Active compactors fire only when utilization crosses a threshold. Set them as active/pre scanners so they rewrite the message array before the LLM call.
Semantic validators are expensive (LLM calls). Run them offline, in CI, or on a schedule -- not in the hot path.
from latent.agents import LiteLLMAgent
from latent.context import context_check
from latent.guardrails.scanners.context import (
TokenBudgetAuditor,
MiddleContentDetector,
HistoryBloatDetector,
KVCacheStabilityAuditor,
ObservationMaskingScanner,
CompactionScanner,
)
class ProductionAgent(LiteLLMAgent):
# --- Static validators (passive, every turn) ---
@context_check(timing="pre", outcome="passive", tier="static")
def budget_monitor(self):
return TokenBudgetAuditor(model_limit=128_000)
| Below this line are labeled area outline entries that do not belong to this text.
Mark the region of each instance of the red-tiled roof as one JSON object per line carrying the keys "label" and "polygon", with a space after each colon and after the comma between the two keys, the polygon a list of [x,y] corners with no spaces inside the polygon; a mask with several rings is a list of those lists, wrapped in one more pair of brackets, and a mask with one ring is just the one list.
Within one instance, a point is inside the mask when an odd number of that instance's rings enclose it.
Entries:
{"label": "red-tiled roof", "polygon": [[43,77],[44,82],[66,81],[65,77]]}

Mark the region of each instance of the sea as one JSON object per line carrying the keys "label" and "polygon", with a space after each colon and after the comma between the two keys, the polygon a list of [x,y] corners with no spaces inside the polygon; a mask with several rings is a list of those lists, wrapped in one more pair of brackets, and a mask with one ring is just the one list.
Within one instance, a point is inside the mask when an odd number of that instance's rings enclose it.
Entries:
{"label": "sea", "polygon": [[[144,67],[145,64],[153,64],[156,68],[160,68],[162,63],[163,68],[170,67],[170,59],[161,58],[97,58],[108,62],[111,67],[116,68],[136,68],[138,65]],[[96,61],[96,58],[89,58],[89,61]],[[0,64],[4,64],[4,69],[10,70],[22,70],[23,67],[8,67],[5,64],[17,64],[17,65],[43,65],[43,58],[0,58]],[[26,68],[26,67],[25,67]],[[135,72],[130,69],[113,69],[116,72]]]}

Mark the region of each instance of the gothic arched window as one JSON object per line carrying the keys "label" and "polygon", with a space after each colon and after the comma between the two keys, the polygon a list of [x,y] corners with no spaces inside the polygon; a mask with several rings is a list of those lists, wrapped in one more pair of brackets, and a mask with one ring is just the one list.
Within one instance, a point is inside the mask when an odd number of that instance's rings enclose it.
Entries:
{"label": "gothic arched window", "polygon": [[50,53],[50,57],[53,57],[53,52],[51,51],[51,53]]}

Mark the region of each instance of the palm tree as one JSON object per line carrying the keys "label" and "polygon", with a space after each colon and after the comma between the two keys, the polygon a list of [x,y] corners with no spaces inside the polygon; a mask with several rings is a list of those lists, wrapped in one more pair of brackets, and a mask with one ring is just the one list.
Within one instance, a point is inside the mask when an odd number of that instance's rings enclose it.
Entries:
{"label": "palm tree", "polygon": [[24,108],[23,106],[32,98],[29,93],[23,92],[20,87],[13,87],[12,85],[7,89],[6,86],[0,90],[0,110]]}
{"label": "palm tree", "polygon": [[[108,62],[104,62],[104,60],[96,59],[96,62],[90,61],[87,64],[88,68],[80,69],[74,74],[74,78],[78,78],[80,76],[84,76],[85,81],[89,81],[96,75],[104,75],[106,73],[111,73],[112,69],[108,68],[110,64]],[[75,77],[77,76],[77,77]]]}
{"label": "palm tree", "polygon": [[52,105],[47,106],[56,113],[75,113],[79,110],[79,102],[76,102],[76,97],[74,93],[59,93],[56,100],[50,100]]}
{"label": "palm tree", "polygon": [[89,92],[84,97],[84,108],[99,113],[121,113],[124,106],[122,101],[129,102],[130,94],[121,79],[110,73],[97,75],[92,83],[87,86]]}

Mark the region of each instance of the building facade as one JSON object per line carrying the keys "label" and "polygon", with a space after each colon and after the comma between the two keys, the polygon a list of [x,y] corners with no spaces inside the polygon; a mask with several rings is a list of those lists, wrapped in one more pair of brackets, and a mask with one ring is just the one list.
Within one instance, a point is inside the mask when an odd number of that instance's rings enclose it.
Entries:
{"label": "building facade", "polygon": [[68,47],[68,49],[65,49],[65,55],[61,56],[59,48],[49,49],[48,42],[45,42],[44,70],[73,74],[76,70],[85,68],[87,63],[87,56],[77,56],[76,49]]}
@context_check(timing="pre", outcome="passive", tier="static")
def middle_content(self):
return MiddleContentDetector()
@context_check(timing="pre", outcome="passive", tier="static")
def history_bloat(self):
return HistoryBloatDetector(max_history_pct=0.6)
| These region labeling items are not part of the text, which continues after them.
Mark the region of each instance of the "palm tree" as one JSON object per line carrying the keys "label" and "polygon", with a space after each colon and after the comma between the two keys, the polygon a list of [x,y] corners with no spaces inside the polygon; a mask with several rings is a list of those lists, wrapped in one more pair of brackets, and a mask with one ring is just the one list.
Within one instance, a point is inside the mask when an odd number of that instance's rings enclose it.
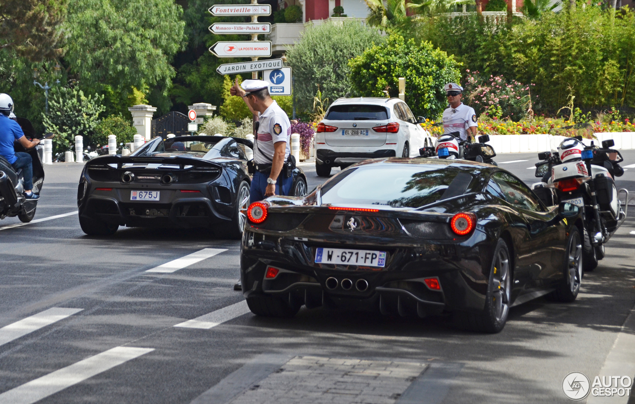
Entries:
{"label": "palm tree", "polygon": [[433,16],[441,13],[451,11],[455,7],[463,4],[475,4],[474,0],[412,0],[406,7],[416,14]]}

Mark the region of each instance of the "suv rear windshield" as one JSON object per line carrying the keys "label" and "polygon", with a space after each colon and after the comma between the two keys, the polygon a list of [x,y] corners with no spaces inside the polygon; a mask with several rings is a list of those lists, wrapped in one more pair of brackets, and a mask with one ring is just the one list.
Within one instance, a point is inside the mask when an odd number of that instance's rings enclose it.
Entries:
{"label": "suv rear windshield", "polygon": [[368,165],[333,177],[322,187],[322,203],[418,208],[464,194],[472,177],[445,165]]}
{"label": "suv rear windshield", "polygon": [[333,105],[325,119],[331,121],[384,121],[388,119],[388,112],[385,107],[380,105]]}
@context_check(timing="pre", outcome="passive", tier="static")
def kv_cache(self):
return KVCacheStabilityAuditor()
# --- Active compactors (trigger at threshold) ---
@context_check(timing="pre", outcome="active", tier="static")
def auto_mask(self):
return ObservationMaskingScanner(keep_last_n=5)
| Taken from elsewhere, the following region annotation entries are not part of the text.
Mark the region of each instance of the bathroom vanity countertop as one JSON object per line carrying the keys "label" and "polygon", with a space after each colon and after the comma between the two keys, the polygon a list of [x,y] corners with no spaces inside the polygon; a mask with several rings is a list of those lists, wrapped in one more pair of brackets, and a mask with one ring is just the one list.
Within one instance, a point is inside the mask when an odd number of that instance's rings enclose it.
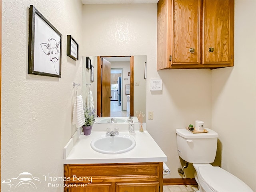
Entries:
{"label": "bathroom vanity countertop", "polygon": [[[78,131],[77,131],[78,132]],[[95,138],[105,135],[106,132],[92,132],[84,135],[78,131],[64,148],[64,164],[101,164],[164,162],[167,158],[149,133],[135,131],[120,131],[120,135],[128,135],[136,141],[136,146],[130,151],[119,154],[104,154],[94,151],[90,146]]]}

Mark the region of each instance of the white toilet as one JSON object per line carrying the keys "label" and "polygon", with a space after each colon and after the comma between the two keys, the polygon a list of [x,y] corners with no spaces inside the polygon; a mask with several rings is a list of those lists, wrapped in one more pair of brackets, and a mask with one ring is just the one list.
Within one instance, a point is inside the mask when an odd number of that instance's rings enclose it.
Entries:
{"label": "white toilet", "polygon": [[219,167],[212,166],[217,151],[218,134],[210,129],[193,134],[186,129],[176,130],[179,156],[193,164],[200,192],[253,192],[245,183]]}

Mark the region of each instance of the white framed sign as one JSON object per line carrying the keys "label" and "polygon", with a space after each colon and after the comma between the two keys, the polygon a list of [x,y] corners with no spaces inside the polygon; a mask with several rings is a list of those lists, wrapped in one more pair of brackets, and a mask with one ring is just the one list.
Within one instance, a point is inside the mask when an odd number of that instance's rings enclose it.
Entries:
{"label": "white framed sign", "polygon": [[151,91],[161,91],[162,90],[162,79],[150,79]]}

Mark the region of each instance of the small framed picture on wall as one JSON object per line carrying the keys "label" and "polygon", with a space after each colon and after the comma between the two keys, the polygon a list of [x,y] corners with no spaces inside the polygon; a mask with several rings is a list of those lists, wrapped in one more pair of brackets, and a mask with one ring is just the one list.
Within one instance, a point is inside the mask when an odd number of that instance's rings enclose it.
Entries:
{"label": "small framed picture on wall", "polygon": [[67,35],[67,55],[74,60],[78,60],[78,44],[71,35]]}

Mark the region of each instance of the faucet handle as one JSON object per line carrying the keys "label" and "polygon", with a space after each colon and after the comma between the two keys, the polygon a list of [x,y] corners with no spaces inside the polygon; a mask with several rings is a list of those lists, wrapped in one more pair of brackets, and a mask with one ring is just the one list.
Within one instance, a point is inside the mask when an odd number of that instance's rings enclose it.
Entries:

@context_check(timing="pre", outcome="active", tier="static")
def auto_compact(self):
return CompactionScanner(
trigger_utilization=0.8,
target_utilization=0.6,
model_limit=128_000,
)
Integration with Agent Types¶
LiteLLMAgent¶
Use @context_check decorators on a subclass (shown above) or wrap with GuardrailMiddleware.
PipelineAgent¶
Pipeline agents use the same GuardrailMiddleware infrastructure. Context checks run before each phase's LLM call:
from latent.agents.pipeline import PipelineAgent, phase
from latent.context import context_check
from latent.guardrails.scanners.context import TokenBudgetAuditor
class MyPipeline(PipelineAgent):
@context_check(timing="pre", outcome="passive", tier="static")
def budget_check(self):
return TokenBudgetAuditor(model_limit=128_000)
@phase("classify")
async def classify(self, state):
...
Programmatic Wrapping¶
For agents you don't control, wrap them:
from latent.guardrails import GuardrailMiddleware
from latent.guardrails.scanners.context import (
TokenBudgetAuditor,
ObservationMaskingScanner,
CompactionScanner,
)
wrapped = GuardrailMiddleware(
third_party_agent,
pre_scanners=[
TokenBudgetAuditor(model_limit=128_000),
ObservationMaskingScanner(keep_last_n=3),
CompactionScanner(
trigger_utilization=0.8,
target_utilization=0.6,
model_limit=128_000,
),
],
)
Scanner ordering matters
Pre-scanners run in order. Place validators before compactors so monitoring metrics reflect the pre-compaction state.